Background: The purpose of coronary revascularization in stable patients is anginal relief, yet there is no linear relationship between stenosis severity and clinical significance. A major factor in this complex lesion-myocardium interaction is collateral flow. We aimed to define which collateral flow cut-offs separate asymptomatic from symptomatic patients during coronary occlusion.
Methods: Patients undergoing percutaneous transluminal coronary angioplasty for a single stenotic lesion were selected, collaterals were appraised angiographically, and fractional flow reserve was used during prolonged balloon occlusion to measure collateral flow index (FFRcoll). Changes in anginal symptoms, ST-T segment, and left ventricular wall motion were appraised before and during/shortly after balloon dilation. Receiver-operating-characteristic curves and area under the curve were computed to identify the most appropriate FFRcoll cut-offs.

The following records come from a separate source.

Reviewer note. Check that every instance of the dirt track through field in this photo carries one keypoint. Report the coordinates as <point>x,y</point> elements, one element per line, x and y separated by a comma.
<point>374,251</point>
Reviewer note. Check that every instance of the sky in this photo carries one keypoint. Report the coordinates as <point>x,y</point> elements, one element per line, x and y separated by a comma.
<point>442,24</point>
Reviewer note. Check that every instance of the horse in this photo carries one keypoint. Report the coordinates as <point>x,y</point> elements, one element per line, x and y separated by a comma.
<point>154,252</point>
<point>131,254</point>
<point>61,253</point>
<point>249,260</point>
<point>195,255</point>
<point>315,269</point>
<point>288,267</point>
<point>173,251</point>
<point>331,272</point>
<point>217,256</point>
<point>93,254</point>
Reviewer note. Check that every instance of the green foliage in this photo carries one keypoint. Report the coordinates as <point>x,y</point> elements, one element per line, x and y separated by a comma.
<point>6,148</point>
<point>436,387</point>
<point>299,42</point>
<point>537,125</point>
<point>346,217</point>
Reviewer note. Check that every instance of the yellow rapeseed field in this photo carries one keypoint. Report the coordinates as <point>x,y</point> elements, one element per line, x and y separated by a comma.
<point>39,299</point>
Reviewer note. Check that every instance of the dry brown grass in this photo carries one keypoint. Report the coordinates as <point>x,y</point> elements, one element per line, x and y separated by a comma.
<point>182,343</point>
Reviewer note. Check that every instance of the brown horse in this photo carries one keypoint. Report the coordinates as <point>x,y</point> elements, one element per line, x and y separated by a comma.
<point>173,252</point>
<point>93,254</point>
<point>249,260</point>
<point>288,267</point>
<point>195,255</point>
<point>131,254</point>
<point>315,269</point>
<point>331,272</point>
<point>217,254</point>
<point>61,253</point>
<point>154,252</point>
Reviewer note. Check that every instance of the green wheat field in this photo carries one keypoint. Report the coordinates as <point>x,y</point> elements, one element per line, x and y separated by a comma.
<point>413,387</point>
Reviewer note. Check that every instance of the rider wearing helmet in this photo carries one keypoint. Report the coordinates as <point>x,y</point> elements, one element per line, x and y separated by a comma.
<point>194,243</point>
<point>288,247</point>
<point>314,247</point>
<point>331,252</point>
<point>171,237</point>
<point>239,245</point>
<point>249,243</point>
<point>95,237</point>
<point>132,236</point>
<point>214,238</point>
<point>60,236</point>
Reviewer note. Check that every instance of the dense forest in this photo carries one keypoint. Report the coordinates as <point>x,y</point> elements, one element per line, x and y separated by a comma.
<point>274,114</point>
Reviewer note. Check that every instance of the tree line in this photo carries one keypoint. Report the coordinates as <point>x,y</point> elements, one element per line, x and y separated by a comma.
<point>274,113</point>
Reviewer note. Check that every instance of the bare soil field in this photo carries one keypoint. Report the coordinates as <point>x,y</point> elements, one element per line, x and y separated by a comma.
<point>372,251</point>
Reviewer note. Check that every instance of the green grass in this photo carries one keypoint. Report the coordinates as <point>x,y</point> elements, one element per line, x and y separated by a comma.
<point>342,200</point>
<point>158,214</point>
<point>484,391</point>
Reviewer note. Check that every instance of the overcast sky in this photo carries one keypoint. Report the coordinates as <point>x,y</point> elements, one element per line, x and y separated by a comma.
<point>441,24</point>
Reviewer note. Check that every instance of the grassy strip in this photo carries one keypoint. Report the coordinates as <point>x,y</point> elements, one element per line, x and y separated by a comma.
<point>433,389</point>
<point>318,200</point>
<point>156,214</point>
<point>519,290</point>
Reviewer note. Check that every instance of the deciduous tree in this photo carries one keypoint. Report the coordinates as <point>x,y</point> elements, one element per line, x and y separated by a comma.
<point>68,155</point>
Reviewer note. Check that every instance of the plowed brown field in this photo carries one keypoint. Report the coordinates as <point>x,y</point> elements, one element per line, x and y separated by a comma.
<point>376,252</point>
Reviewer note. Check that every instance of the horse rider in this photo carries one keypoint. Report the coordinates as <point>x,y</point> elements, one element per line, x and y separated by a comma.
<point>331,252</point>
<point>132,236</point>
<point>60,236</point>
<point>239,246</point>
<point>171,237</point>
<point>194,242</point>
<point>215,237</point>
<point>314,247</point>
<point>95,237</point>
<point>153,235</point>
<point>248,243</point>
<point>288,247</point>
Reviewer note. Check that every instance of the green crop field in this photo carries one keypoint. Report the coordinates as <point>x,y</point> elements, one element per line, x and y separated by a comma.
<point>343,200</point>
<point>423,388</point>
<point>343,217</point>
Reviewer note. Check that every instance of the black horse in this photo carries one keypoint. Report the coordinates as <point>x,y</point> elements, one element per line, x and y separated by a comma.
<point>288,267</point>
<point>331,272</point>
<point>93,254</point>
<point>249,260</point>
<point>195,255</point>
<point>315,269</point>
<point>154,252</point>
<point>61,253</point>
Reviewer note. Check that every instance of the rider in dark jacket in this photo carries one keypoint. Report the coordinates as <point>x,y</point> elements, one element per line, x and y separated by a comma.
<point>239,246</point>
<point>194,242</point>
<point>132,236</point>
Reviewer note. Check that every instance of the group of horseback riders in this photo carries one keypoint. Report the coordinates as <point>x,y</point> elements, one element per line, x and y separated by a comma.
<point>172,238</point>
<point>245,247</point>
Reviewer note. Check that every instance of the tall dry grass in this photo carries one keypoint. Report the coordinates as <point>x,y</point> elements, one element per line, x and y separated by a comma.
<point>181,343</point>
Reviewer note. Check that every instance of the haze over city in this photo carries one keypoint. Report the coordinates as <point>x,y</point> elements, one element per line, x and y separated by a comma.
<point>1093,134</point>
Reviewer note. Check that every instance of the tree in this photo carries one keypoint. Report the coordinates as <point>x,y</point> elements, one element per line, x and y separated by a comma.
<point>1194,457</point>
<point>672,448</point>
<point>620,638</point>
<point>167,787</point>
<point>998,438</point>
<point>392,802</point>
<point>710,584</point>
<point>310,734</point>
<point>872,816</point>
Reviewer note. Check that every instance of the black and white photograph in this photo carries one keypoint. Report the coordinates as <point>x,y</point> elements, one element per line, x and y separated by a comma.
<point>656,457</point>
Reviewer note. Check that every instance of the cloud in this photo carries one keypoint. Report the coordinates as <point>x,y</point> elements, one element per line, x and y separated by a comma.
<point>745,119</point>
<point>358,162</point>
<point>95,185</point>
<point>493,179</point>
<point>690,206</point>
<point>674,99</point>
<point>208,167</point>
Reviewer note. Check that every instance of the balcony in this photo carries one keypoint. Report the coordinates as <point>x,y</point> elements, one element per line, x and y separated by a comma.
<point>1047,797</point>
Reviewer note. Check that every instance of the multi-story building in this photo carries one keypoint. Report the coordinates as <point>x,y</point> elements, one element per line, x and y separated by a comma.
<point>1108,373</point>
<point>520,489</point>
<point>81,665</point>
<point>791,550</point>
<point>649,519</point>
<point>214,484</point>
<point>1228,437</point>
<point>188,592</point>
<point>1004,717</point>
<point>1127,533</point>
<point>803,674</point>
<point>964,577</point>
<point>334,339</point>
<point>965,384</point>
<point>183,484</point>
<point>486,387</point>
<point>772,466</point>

Results: Twenty consecutive patients were enrolled. At baseline, 10 patients had angiographic evidence of collaterals, whereas 10 had no angiographic evidence of collateral flow distal to the target lesion. FFRcoll had an excellent discriminatory performance for the presence of angiographic collaterals (area under the curve = 0.90, P = 0.003), a good discriminatory performance for the occurrence of angina (area under the curve = 0.80, P = 0.025), and a trend toward a good discriminatory performance for the occurrence of asynergy (area under the curve = 0.81, P = 0.06). On the basis of receiver-operating-characteristic curves, an FFRcoll cut-off greater than 0.26 could reliably distinguish patients with adequate collaterals (sensitivity = 0.90, specificity = 0.80), whereas a greater than 0.41 cut-off distinguished patients having angina or wall motion abnormalities from those remaining asymptomatic.
Conclusion: This study shows that distal collateral pressure greater than 41% of proximal perfusion pressure protects from anginal symptoms or regional systolic dysfunction during coronary occlusion, whereas a greater than 26% cut-off is more appropriate to identify angiographically evident collaterals ensuring distal myocardial viability.